Huawei has told the media that P40, the company’s next flagship smartphone will be launched with its own mobile service suite but will be built on Android 10 instead of its own HarmonyOS.
Richard Yu, CEO of Huawei Technologies Consumer Business Group, told a group of journalists from the French media that the company’s next flagship smartphone, the P40 (and likely P40 Pro), will be launched at the end of March 2020 at a special event in Paris. The exact date is yet to be announced. Yu promised the media representatives, who were on a press tour to the company’s headquarters in Shenzhen, that the phone will be in a design never seen before (“jamais vu”), with improved photography quality, better performance, and boosted automation.
Yu also confirmed that the phone will be built on Android 10 with Huawei’s customised user interface, EMUI. This is consistent with the company’s earlier announcement that its own operating system, HarmonyOS, will not be powering smartphones or tablets in 2020. Instead it will be used on other connected devices, including smart TVs and wearables.
Meanwhile, the Indian newspaper The Economic Times quoted Charles Peng, the CEO of the Huawei and Honor brands in India in Huawei’s Consumer Business Group, as saying that P40 will come equipped with Huawei Mobile Services (HMS), in place of Google Mobile Services (GMS). Both brands from Huawei as well as Oppo, another Chinese smartphone maker, were reported to have approached app developers to make the top apps in India available for HMS as well as for Oppo’s own Color OS.
“We have our own HMS and are trying to build a mobile ecosystem. Most of the key apps such as navigation, payments, gaming and messaging will be ready soon.” Peng told The Economic Times.

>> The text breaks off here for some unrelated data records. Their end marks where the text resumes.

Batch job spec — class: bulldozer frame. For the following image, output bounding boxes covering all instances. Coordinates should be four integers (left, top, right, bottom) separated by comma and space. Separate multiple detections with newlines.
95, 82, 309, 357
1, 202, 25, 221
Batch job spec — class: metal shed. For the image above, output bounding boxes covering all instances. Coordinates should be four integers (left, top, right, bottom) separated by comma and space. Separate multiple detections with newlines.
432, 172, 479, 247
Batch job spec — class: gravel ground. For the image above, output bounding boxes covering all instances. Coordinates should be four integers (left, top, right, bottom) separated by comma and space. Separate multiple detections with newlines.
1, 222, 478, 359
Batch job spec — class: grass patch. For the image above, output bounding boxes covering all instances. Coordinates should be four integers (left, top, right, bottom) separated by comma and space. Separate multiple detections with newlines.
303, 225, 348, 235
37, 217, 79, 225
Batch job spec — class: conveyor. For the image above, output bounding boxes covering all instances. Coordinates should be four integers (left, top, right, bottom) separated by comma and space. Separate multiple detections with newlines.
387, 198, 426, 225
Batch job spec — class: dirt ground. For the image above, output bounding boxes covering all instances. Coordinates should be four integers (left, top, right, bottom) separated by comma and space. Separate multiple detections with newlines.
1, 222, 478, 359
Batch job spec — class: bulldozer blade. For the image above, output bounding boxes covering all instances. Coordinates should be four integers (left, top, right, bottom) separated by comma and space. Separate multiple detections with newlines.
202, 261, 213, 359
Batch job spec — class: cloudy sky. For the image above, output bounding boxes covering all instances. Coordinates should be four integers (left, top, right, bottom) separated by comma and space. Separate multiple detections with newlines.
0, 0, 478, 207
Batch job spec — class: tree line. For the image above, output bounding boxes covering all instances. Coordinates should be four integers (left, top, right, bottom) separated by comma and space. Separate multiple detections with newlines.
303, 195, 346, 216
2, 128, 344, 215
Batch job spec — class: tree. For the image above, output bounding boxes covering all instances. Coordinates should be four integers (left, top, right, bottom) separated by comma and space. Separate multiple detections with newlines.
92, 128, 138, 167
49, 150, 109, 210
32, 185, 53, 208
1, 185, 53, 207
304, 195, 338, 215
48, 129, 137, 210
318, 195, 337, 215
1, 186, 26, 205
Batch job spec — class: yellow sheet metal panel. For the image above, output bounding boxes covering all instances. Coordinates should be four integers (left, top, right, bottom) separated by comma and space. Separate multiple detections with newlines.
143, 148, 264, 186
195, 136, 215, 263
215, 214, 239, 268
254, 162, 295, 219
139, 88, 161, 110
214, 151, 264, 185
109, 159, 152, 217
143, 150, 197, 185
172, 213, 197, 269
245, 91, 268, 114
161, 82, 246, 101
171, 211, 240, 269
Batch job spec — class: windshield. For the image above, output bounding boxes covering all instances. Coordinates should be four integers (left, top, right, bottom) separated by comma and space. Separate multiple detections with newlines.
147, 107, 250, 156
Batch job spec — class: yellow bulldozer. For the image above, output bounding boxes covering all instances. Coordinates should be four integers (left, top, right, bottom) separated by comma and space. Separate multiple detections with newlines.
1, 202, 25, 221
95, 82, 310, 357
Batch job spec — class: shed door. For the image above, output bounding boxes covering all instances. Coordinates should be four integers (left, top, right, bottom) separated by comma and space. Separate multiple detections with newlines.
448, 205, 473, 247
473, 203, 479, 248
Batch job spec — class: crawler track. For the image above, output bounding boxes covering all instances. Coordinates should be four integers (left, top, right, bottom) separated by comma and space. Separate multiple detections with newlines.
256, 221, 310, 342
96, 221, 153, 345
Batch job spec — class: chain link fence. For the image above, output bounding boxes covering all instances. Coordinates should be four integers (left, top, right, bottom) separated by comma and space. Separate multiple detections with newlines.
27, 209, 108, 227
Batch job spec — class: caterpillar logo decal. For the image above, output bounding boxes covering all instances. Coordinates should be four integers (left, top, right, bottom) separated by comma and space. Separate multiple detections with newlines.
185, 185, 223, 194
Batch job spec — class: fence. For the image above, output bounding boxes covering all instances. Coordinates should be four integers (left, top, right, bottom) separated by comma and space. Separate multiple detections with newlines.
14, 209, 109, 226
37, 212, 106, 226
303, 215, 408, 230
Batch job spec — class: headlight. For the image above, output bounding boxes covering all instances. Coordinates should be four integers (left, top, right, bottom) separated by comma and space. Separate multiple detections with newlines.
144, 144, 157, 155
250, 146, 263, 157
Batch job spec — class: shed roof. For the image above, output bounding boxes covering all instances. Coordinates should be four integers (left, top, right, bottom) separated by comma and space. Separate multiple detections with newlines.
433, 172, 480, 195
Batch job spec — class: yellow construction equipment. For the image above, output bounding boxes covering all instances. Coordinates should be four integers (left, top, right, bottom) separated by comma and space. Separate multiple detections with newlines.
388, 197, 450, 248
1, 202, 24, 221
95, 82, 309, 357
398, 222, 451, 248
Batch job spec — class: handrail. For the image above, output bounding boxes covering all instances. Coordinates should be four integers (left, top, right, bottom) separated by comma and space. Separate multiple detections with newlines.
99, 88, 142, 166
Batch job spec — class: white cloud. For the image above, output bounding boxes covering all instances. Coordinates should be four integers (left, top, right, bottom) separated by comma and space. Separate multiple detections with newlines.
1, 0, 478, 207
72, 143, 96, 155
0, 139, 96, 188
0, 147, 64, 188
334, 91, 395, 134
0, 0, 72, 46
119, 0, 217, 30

Frandroid, a French media outlet, noted that HMS should be ready at the same time as the launch of P40.
The Economic Times reported that Huawei offers developers up to $17,000 for making their apps available for HMS, supported by Huawei’s $1 billion global fund the company announced earlier this year. Oppo’s coffer “to develop a “new intelligent service ecosystem” is reported to amount to $143 million.
It is worth highlighting that having the most popular third-party apps in a certain market (India, China, for example) available for HMS is different from bypassing GMS. The core Google services and APIs, including Chrome browser, YouTube and YouTube Music, Play Store, Google Drive, Duo, Gmail, Maps, as well as Movies and TV, are optimised to work with the Android operating system. Most importantly, there is Google’s fundamental “search” capability that powers everything else.
Developing its own operating system as well as an overall mobile ecosystem has long been on Huawei’s card. As Ren Zhengfei, Huawei’s founder, told media earlier, the work, as well as in-house chipset development capability, started long before Huawei ran afoul of the US government. However, the company has learned it the hard way that such tasks are more difficult than building a nice phone. Richard Yu had to renegade on his own promises more than once. Shortly after Huawei was put on the Identify List Yu said that the company’s own operating system would be able to power its new smartphones by the end of this year or the beginning of next. That has now been officially denied when HarmonyOS’s positioning was clarified. Yu also said, prior to the launch of P30 in September that there would be a workaround solution to load GMS on the new smartphone. That did not happen either.
Consumers may also find Huawei’s narrative less than convincing. As IDC’s Navkender Singh put it to The Economic Times, “There will be a breakdown of the conversation that Huawei or Honor devices will have OS and app store issue. It is going to be very tough for Huawei/Honor to sell the phone based on their own suite.”